- Active: 1943–1945
- Disbanded: 27 October 1945
- Country: United States
- Allegiance: Army
- Part of: Independent unit
- Equipment: 3 inch Gun M5
- Engagements: World War II La Spezia;

= 679th Tank Destroyer Battalion =

The 679th Tank Destroyer Battalion was a tank destroyer battalion of the United States Army active during the Second World War. The unit was activated in June 1943 and shipped overseas in January 1945. After arrival in France, the unit was sent to the Mediterranean front. After arrival, the unit was attached to the 92nd Infantry Division. Like the 614th Tank Destroyer Battalion, it was one of the three segregated tank destroyer battalions that participated in combat during the Second World War.

==Early service==
The 679th Tank Destroyer Battalion was activated on 26 June 1943 in Camp Hood. It was the last American tank destroyer battalion to be activated. It was staffed exclusively by black American soldiers. Initially training was in self-propelled tank destroyers, but in July 1943 the unit was converted to a towed outfit. Training continued in November 1944 Lieutenant Colonel Donald McGrayne became commander of the 679th Tank Destroyer Battalion. In December orders arrived to prepare for overseas service, the unit was moved New York and in January 1945 the battalion departed for Europe, where the soldiers arrived on 21 January 1945. In February 1945 new orders arrived and the battalion was moved from France to Italy.

==Combat in Italy==
On 6 March 1945 the 679th Tank Destroyer Battalion was attached to the 92nd Infantry Division, one of the two segregated infantry divisions.

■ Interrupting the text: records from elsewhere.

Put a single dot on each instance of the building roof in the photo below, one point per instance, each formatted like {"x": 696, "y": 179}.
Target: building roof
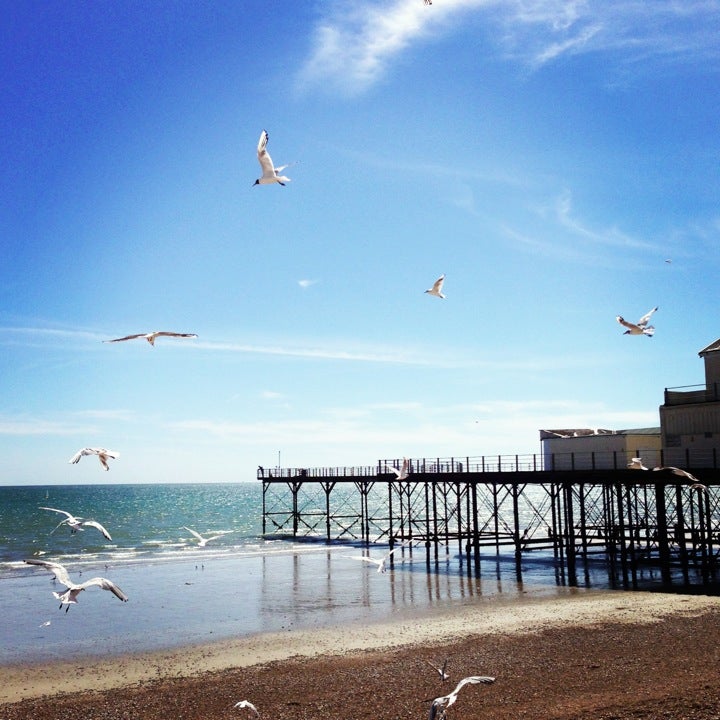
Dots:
{"x": 712, "y": 347}
{"x": 586, "y": 432}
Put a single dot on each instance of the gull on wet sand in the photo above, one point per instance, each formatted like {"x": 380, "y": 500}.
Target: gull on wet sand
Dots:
{"x": 203, "y": 541}
{"x": 442, "y": 671}
{"x": 150, "y": 337}
{"x": 76, "y": 523}
{"x": 247, "y": 704}
{"x": 381, "y": 562}
{"x": 102, "y": 454}
{"x": 440, "y": 705}
{"x": 436, "y": 289}
{"x": 641, "y": 327}
{"x": 69, "y": 597}
{"x": 270, "y": 172}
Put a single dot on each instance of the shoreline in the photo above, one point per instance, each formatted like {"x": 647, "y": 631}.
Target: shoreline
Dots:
{"x": 407, "y": 630}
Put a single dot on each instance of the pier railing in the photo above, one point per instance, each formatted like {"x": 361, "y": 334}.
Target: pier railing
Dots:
{"x": 696, "y": 459}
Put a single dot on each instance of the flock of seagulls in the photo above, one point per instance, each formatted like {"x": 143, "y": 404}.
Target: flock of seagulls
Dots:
{"x": 69, "y": 596}
{"x": 76, "y": 523}
{"x": 438, "y": 707}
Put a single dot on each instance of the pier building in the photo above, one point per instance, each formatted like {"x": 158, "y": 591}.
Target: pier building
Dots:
{"x": 576, "y": 501}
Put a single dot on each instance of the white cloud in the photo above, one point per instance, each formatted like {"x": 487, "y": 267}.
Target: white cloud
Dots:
{"x": 364, "y": 434}
{"x": 354, "y": 43}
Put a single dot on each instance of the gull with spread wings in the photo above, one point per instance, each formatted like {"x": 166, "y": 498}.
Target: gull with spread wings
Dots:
{"x": 641, "y": 327}
{"x": 150, "y": 337}
{"x": 102, "y": 454}
{"x": 436, "y": 289}
{"x": 69, "y": 597}
{"x": 76, "y": 523}
{"x": 203, "y": 541}
{"x": 441, "y": 704}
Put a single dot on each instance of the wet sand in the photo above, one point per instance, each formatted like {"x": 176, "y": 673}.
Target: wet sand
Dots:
{"x": 603, "y": 654}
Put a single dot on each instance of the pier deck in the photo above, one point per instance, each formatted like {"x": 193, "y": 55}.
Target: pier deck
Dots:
{"x": 476, "y": 506}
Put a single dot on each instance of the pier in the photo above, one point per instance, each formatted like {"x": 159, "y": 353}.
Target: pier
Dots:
{"x": 573, "y": 507}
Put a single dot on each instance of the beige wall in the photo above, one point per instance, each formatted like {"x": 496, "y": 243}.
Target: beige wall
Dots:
{"x": 601, "y": 451}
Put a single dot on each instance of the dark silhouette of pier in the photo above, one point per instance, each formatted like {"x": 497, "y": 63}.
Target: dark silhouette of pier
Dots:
{"x": 480, "y": 507}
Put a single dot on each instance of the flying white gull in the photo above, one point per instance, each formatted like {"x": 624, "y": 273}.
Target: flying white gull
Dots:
{"x": 441, "y": 704}
{"x": 270, "y": 172}
{"x": 203, "y": 540}
{"x": 102, "y": 454}
{"x": 403, "y": 472}
{"x": 436, "y": 289}
{"x": 247, "y": 704}
{"x": 75, "y": 523}
{"x": 150, "y": 337}
{"x": 69, "y": 597}
{"x": 695, "y": 483}
{"x": 641, "y": 327}
{"x": 678, "y": 471}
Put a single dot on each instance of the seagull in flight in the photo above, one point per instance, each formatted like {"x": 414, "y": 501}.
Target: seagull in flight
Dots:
{"x": 641, "y": 327}
{"x": 76, "y": 524}
{"x": 247, "y": 704}
{"x": 678, "y": 471}
{"x": 404, "y": 470}
{"x": 270, "y": 172}
{"x": 150, "y": 337}
{"x": 203, "y": 540}
{"x": 436, "y": 289}
{"x": 69, "y": 597}
{"x": 441, "y": 704}
{"x": 102, "y": 454}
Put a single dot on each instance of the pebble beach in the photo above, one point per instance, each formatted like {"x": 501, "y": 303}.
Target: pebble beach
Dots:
{"x": 602, "y": 655}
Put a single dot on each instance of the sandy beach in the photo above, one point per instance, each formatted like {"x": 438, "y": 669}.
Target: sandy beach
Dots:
{"x": 605, "y": 654}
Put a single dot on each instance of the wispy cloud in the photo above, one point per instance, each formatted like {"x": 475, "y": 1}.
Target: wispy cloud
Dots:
{"x": 35, "y": 336}
{"x": 354, "y": 44}
{"x": 341, "y": 435}
{"x": 563, "y": 211}
{"x": 82, "y": 422}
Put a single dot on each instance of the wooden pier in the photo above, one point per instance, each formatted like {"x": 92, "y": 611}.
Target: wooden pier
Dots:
{"x": 479, "y": 507}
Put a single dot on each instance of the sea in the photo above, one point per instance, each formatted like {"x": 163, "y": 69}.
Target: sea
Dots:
{"x": 240, "y": 584}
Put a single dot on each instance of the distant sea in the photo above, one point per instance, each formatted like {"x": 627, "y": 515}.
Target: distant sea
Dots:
{"x": 238, "y": 585}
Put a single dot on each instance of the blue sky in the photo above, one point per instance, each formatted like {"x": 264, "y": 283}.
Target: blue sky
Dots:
{"x": 548, "y": 157}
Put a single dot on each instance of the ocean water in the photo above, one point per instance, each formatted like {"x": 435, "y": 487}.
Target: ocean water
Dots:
{"x": 238, "y": 585}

The 92d had been fighting in Italy since 1944. On 18 March 1945 the battalion 'fired our first round in anger at the enemy.' The battalion was employed in support of attacks of the 92nd Infantry Division and combat around the Punta Bianca peninsula, near La Spezia, Italy against coastal artillery guns until the end of the war.

==Post War Service==
After the Second World War the unit was employed as guards, watching over munition depots and prisoners. Several men of the battalion died in an accident at Viareggio, Italy. On 18 July 1945, a store of enemy mines exploded and the nearby Red Cross Club was caught in the blast. In total 24 soldiers were killed, of which 23 were Black Americans. From the 679th Tank Destroyer Battalion, three people died: Sergeant William E. Forster, Technicians Fifth Grade James Alford and Clarence L. Smith. The unit was eventually shipped back to the United States with the intent of being used against the Japanese army, but their surrender meant the unit had become superfluous. On 27 October 1945 the unit was disbanded.